И в этом «ах» было столько иронии!

— Неужели прилив ностальгического великодушия? Нет, в тебе он так и не возобладал, — чуть приподнявшись на локте, пожурила подругу Лена. И подумала: «Ане кажется, что Инна держится с ней подчеркнуто неприязненно. В каждой фразе ей чудится глубоко упрятанная насмешка. «Заяц думал, что танковая атака направлена против него». Сама не старается расположить к себе. Напрасно. Инна может оценить и понять. В «борьбе» с ней Ане мешает переизбыток мнительности и неуверенности. Со стороны ее поведение выглядит, как добровольная попытка преодолевать ненужные препятствия. Инна тоже хороша.
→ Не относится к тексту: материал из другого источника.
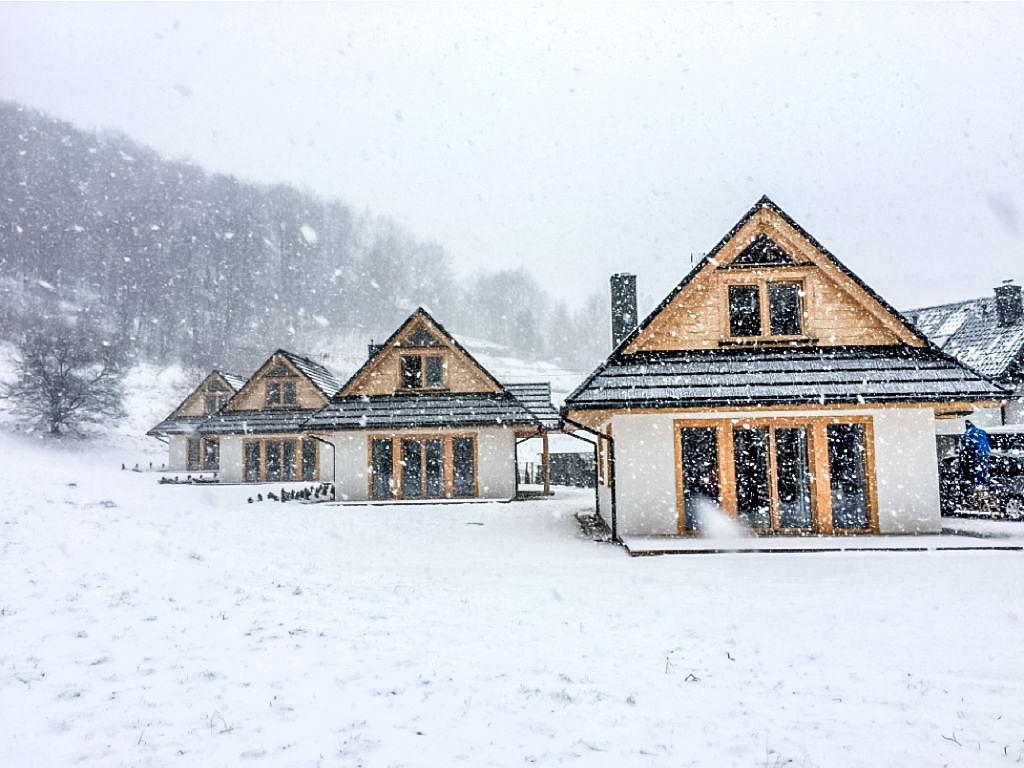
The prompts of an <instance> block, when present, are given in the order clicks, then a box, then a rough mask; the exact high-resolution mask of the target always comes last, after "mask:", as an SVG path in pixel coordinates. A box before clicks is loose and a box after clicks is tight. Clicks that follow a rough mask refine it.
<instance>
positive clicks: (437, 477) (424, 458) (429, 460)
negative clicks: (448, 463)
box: [424, 439, 444, 499]
mask: <svg viewBox="0 0 1024 768" xmlns="http://www.w3.org/2000/svg"><path fill="white" fill-rule="evenodd" d="M424 464H425V465H426V466H425V470H426V476H427V498H428V499H440V498H441V497H443V496H444V440H442V439H430V440H427V445H426V453H425V454H424Z"/></svg>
Партнера себе надо выбирать достойного».

— Молчу, молчу, — заторопилась Инна успокоить Лену.

— Какая неожиданная любезность с твоей стороны! — Это Жанна воспользовалась моментом, чтобы поддеть Инну. (Вот ты ка‑ка-я!)

*

Ане не терпелось с похвалой высказаться о произведениях сокурсницы, а заодно похвалиться своей эрудицией, и она сама подвела разговор к интересующей ее теме.
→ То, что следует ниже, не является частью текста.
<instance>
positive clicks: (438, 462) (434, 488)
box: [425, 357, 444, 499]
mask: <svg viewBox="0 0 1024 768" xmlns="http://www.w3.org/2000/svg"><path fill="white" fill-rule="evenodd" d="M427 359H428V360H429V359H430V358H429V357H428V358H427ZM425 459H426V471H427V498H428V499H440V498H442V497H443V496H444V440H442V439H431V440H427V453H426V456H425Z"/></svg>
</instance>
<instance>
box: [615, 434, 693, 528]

— Очень человечные книги. До слез меня трогают. Рита каким‑то неведомым мне способом изгоняет из своей души боль и переносит в свои рассказы.

Но Инна и тут взяла ситуацию в свои руки.

— Какое неумеренное восхваление! Хотя… комплиментов не бывает много. — Она скроила противную едкую гримасу. — Слезы — не показатель. Предпочитаю восхищение. Оно продиктовано не столь сомнительными проявлениями нервной системы. От сериалов ты тоже плачешь. Ты всегда тяготела к трагическим героям, поэтому тебе по душе эти женские воззвания к мужчинам о мире в семьях. Нет, я понимаю, что это лишь одна из линий Ритиного творчества…

Но я всегда любила истории, написанные в самых возвышенных выражениях и со счастливым концом, где не проглатывают несчастья и оскорбления с молчаливым достоинством, где не гордятся преодолением примитивных трудностей. Обожаю читать и переживать чужую, пусть даже придуманную, яркую любовь как свою собственную. Люблю, чтобы был обвал восторгов и страстей. Читая, мы ищем эмоции. Я из них создаю в себе страну счастья, а в ней возникают минуты вдохновения и полета, рождаются всплески долго незатухающего интереса к жизни. Аня, советую тебе поискать другие «показатели» достоинств Ритиных героев. Допустим патриотизм. Тебе это ближе и понятней.